Mengenai penolakan terhadap parliamentary threshold, Said Iqbal menyebut kebijakan ini menghidupkan kembali demokrasi terpimpin dan mempertahankan oligarki partai politik.
"Dalam simulasi, bilamana partai politik dalam Pemilu 2024 mendapatkan 30-40 kursi di DPR RI, maka ada kemungkinan bisa tidak lolos parliamentary threshold. Karena meskipun mendapatkan 30 - 40 kursi DPR RI, tetapi bisa saja suara yang didapat di bawah 4% suara sah nasional," kata Said Iqbal.
"Bayangkan sebuah partai politik yang memenangkan Pemilu 2024 dengan 40 kursi tidak bisa duduk di Senayan hanya karena perolehan suaranya kurang dari 4% sah nasional 2024," jelasnya.
Dia melanjutkan, dengan demikian 40 kursi partai politik tersebut dibajak oleh parpol yang ada di parlemen. Oleh karena itu, Partai Buruh meminta parliamentary threshold 4% dicabut atau _parliamentary threshold juga dimaknai 4% dari jumlah kursi di DPR RI, yang besarnya adalah 4% x 580, yaitu 23-an kursi.
Isu lain yang juga akan disuarakan dalam aksi ini adalah mendesak agar RUU PPRT yang sudah 18 tahun belum juga disahkan segera disahkan.
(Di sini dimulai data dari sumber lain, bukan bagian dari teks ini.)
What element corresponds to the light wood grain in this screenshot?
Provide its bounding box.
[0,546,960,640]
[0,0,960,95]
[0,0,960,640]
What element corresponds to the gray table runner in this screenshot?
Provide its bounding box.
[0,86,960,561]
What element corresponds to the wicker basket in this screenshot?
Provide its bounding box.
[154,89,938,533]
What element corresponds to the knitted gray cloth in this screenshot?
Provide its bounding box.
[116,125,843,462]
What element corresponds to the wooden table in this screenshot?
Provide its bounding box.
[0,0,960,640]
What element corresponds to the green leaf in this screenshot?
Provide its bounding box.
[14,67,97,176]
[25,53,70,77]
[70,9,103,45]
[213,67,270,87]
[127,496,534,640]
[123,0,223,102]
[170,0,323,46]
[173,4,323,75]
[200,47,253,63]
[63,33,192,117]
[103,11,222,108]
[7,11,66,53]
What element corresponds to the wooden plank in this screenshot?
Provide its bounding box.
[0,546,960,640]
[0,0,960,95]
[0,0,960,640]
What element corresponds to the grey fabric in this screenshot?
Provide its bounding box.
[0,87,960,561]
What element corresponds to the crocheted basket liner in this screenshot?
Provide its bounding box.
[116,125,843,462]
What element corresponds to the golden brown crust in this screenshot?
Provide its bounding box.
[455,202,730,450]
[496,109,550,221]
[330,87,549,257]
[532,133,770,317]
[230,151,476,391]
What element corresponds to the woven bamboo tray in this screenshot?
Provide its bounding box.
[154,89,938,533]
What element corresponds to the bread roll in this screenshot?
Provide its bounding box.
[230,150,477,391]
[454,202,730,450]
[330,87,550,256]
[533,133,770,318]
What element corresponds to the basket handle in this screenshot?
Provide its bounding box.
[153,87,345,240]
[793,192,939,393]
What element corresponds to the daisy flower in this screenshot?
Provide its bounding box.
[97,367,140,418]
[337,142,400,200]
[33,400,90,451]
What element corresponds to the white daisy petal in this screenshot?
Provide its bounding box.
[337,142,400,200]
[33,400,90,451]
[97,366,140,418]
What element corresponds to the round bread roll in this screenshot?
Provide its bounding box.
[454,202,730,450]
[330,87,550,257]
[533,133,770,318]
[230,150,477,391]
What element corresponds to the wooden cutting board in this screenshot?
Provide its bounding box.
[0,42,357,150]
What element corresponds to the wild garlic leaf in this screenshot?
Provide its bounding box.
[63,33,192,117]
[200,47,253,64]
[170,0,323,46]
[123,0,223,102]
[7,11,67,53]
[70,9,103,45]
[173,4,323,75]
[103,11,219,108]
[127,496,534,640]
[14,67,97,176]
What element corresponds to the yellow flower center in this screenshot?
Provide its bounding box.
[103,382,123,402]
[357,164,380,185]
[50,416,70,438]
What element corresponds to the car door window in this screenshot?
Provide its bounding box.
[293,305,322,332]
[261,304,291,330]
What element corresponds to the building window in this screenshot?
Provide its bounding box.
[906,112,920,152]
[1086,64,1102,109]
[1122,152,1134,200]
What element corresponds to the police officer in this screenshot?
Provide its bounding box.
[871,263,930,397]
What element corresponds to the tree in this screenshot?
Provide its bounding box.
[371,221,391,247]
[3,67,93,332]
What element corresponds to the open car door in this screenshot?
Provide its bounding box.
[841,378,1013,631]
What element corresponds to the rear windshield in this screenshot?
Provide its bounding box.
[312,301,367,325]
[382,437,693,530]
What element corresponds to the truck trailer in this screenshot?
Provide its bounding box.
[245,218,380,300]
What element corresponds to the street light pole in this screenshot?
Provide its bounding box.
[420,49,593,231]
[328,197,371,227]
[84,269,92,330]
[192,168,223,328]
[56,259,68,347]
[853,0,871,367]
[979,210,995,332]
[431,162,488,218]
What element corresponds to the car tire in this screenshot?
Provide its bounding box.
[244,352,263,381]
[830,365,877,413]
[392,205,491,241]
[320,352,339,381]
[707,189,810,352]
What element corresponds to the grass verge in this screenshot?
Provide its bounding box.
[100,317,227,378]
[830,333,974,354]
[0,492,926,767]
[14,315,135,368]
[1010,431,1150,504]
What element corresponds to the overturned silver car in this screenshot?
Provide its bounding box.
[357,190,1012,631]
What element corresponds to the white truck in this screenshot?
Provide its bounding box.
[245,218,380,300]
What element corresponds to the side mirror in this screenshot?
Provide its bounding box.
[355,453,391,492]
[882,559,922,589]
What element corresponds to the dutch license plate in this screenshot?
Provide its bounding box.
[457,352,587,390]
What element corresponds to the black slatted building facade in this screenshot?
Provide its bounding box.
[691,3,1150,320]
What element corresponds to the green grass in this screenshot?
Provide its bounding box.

Menurut Said Iqbal, RUU PPRT diperlukan untuk memberikan perlindungan dan kepastian hukum kepada pekerja rumah tangga. Di mana mereka hingga saat ini tidak memiliki kepastian terkait jam kerja, upah, dan jaminan sosialnya.
"Mengapa RUU PPRT yang diharapkan untuk segera disahkan tak kunjung disahkan, padahal sudah 18 tahun. Tetapi giliran UU Cipta Kerja yang ditolak kaum buruh dengan cepat segera disahkan? DPR ini mewakili siapa sebenarnya?" pungkas Said Iqbal. (Azwar)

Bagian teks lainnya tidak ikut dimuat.